Acoustic panels are utilized to change the acoustic qualities of a space, such as a room, studio, theater, stadium, etc. A wide variety of acoustic-affecting materials, such as acoustic absorbers are employed. A conventional acoustic panel 10, commonly used in recording studios, home theaters, concert halls, churches, offices, factories, etc., to reduce the amount of reverberant (reflected) sound energy and thereby improve the recording and/or listening environment, is illustrated in FIG. 1. The illustrated acoustic panel 10 has a main body portion 12 with a front face 14 and an opposite rear face 16. The front face 14 has an irregular or convoluted shape and is the surface that is designed to face a sound source within a space, such as a musical instrument within a room in which the acoustic panel 10 is being used. The rear surface 16 has a planar configuration that facilitates mounting the acoustic panel 10 to a wall or ceiling. Advantages of conventional acoustic panels with convoluted surfaces, such as illustrated in FIG. 1, include weight reduction and improved random incidence sound absorption performance.

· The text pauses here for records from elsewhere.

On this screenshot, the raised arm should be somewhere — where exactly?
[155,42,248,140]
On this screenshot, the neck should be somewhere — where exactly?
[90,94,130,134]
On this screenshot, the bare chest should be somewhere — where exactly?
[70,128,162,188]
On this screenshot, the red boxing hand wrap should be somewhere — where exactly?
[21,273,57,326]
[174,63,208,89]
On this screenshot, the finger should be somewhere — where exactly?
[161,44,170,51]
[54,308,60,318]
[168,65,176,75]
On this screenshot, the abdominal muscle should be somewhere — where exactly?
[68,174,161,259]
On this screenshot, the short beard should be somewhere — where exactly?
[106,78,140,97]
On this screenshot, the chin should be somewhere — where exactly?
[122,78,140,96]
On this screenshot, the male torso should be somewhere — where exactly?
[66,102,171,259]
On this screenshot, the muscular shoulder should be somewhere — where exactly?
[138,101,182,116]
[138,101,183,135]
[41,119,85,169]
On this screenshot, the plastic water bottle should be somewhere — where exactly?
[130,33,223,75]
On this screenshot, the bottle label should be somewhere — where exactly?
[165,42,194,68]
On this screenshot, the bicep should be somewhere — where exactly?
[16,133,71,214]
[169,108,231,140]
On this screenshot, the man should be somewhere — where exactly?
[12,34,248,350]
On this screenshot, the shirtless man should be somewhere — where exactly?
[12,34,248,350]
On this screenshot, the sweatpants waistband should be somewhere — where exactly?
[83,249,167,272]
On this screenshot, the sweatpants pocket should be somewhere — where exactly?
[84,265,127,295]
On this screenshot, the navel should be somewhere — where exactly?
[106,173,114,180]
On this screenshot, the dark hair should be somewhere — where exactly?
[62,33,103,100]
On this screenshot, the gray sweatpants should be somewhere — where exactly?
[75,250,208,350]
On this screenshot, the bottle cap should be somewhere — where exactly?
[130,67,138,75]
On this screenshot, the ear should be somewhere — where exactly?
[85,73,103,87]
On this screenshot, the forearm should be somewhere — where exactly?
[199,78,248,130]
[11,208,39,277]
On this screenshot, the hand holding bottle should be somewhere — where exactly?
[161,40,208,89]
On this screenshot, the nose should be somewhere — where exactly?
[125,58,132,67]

It is known that improved sound absorption performance can be achieved by applying a semi-permeable, airflow-resistive facing to the planar surface of a conventional non-convoluted acoustic panel that is exposed to a sound source. For planar sound absorber surfaces, lamination of such a facing material to the acoustic panel is typically achieved using conventional adhesive systems or bonding technologies. The improvements in sound absorption performance for these planar, non-convoluted panels can range up to 100% or more at some frequencies. Unfortunately, it is not practical to attach a facing layer of material to acoustic panel surfaces with irregular or convoluted shapes, such as the front surface 14 of the acoustic panel 10 illustrated in FIG. 1.
In addition, it is known that an airflow-resistive facing applied to the rear planar surface of a conventional acoustic panel, such as the rear surface 16 of the acoustic panel 10 illustrated in FIG. 1, wherein the airflow-resistive facing is positioned against a mounting surface, such as a wall or ceiling, is ineffective in improving sound absorption performance because of the close proximity of the facing to an impermeable reflective surface. The close proximity inhibits the oscillatory flow of sound pressure waves through the facing, which in turn limits the viscous loss of acoustical energy by this action. As such, conventional acoustic panels with a convoluted surface do not incorporate airflow-resistive materials to either side thereof.